Privacy Policy

This Privacy Policy applies to:

• Healthcare organisations using Jump EHR
• Authorised users such as clinicians and administrators
• Patients whose data is processed through Jump EHR
• Visitors to our websites and support services

For Clinical and Patient Data

• Data Controller: The healthcare organisation
• Data Processor: Jump

The healthcare organisation determines why and how patient data is processed. We process that data only on their instructions and under our Data Processing Agreement.

For Account, Usage and Support Data

• Data Controller: Jump
• We determine how we process data relating to customer accounts, users and system usage.

Healthcare organisations may input:

• Patient demographics
• Medical history, diagnoses, notes and observations
• Prescriptions and medication information
• Test and investigation results
• Appointment records
• Communications sent to patients
• Clinical documents and uploads
• Care plans, tasks and workflow data

The legal basis for this processing is determined by the healthcare organisation.

We collect:

• Organisation details
• User names, emails and job roles
• Authentication data
• Professional registration details
• Billing and subscription information

Legal basis: contract performance, legal obligations and legitimate interests.

We automatically collect:

• Feature usage and activity logs
• Device and browser information
• IP addresses
• Error logs and performance data
• Security and access logs
• Aggregated analytics data

Legal basis: legitimate interests and contract performance.

Support emails, feedback, surveys and service communications.

Marketing communications are only sent with consent.

We process this data only to:

• Store and retrieve patient records
• Support clinical documentation and workflows
• Enable scheduling and communications
• Provide AI-supported tools when enabled
• Support document and report generation
• Enable integrations chosen by the organisation

We do not sell, market, or use patient data for our own commercial purposes.

We use this to:

• Manage accounts and access
• Provide support
• Process payments
• Improve the system
• Maintain security
• Send service communications

We use service providers including:

• Microsoft Azure for hosting
• Azure OpenAI for optional AI features
• Supabase for database services
• Communication providers for email and SMS
• Monitoring and analytics providers
• Stripe for subscription billing

All sub-processors operate under contractual data protection obligations.

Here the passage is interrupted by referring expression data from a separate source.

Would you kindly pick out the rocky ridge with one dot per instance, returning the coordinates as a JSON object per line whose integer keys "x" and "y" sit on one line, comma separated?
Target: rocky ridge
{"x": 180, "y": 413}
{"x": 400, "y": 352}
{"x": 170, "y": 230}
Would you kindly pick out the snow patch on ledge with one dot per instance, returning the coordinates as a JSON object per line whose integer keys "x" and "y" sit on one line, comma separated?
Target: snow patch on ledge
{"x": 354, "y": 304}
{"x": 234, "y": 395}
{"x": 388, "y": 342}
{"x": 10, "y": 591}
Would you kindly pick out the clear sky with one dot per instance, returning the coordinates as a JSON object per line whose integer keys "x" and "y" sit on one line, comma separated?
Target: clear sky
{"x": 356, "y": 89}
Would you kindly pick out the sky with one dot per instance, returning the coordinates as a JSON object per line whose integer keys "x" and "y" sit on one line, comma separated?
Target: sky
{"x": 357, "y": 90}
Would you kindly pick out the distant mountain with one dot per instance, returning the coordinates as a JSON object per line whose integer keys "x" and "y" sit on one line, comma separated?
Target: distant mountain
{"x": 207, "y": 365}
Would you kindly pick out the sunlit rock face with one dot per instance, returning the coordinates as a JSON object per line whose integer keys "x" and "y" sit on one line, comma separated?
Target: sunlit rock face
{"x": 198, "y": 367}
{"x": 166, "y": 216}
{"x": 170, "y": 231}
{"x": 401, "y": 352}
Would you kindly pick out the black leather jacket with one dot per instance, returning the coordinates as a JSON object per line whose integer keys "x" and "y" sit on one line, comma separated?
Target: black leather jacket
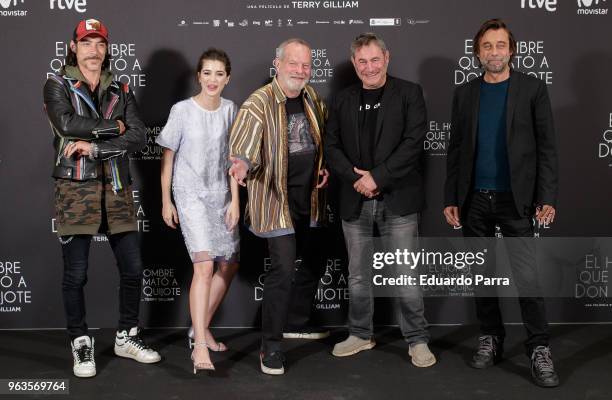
{"x": 73, "y": 116}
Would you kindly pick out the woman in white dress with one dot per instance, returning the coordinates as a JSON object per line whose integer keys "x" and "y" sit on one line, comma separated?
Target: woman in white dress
{"x": 195, "y": 165}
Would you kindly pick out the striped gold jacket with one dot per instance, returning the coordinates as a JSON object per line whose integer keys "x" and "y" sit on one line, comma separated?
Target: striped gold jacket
{"x": 259, "y": 137}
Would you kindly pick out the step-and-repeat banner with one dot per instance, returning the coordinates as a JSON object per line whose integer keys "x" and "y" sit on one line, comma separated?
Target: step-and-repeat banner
{"x": 154, "y": 47}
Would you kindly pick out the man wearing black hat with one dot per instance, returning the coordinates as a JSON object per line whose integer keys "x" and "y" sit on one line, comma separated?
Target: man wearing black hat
{"x": 95, "y": 124}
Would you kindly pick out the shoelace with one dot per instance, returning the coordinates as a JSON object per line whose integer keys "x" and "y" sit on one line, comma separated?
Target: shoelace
{"x": 137, "y": 342}
{"x": 542, "y": 359}
{"x": 486, "y": 345}
{"x": 84, "y": 354}
{"x": 277, "y": 356}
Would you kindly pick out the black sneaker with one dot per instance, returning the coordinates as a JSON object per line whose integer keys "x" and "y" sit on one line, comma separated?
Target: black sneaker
{"x": 490, "y": 350}
{"x": 542, "y": 368}
{"x": 308, "y": 332}
{"x": 272, "y": 363}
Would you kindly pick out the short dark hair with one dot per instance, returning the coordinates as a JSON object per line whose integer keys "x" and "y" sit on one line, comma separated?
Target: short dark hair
{"x": 494, "y": 24}
{"x": 213, "y": 54}
{"x": 364, "y": 39}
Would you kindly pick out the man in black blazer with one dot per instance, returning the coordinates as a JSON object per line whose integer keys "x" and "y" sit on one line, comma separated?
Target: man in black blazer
{"x": 374, "y": 144}
{"x": 502, "y": 170}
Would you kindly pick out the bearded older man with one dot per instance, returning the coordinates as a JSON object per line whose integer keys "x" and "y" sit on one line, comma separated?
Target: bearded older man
{"x": 276, "y": 145}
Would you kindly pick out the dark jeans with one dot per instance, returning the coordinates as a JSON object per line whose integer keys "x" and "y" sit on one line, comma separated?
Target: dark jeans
{"x": 75, "y": 250}
{"x": 289, "y": 291}
{"x": 396, "y": 232}
{"x": 480, "y": 215}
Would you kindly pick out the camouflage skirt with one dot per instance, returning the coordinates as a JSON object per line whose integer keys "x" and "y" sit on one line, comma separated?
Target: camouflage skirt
{"x": 91, "y": 207}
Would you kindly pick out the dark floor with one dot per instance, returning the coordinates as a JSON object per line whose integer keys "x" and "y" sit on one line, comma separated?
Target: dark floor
{"x": 582, "y": 354}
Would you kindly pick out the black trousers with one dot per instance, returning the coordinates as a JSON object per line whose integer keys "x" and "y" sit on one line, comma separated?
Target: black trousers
{"x": 75, "y": 250}
{"x": 480, "y": 215}
{"x": 289, "y": 286}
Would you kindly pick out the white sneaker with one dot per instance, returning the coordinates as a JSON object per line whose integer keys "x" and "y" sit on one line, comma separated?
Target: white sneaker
{"x": 83, "y": 356}
{"x": 130, "y": 345}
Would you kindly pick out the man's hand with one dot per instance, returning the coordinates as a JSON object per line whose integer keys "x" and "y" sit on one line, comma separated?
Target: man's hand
{"x": 325, "y": 174}
{"x": 121, "y": 127}
{"x": 81, "y": 148}
{"x": 238, "y": 170}
{"x": 545, "y": 215}
{"x": 232, "y": 215}
{"x": 452, "y": 216}
{"x": 170, "y": 215}
{"x": 365, "y": 185}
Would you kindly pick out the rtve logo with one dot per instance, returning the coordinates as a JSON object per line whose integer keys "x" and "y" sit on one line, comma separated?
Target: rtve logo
{"x": 548, "y": 5}
{"x": 7, "y": 3}
{"x": 76, "y": 5}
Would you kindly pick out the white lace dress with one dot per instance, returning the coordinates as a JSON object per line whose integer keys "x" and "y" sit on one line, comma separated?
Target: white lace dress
{"x": 200, "y": 184}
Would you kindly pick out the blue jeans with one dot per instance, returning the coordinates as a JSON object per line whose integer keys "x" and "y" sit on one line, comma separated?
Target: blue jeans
{"x": 396, "y": 232}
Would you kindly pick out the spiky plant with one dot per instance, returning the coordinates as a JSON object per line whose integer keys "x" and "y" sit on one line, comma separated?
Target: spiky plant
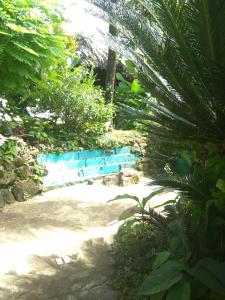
{"x": 179, "y": 50}
{"x": 30, "y": 41}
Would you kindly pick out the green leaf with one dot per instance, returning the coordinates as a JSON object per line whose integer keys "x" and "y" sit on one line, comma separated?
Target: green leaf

When you enable integrations, those providers may act as independent controllers or processors under their own terms. You are responsible for appropriate agreements with them. Jump provides the technical connection but does not determine how those third parties process data.

We may disclose data where legally required to regulatory authorities, law enforcement or courts.

Retention is determined by the healthcare organisation according to applicable medical record retention guidance and professional standards.

Retained while subscription is active and for a limited period after termination.

Retained according to operational and security needs, with anonymisation where appropriate.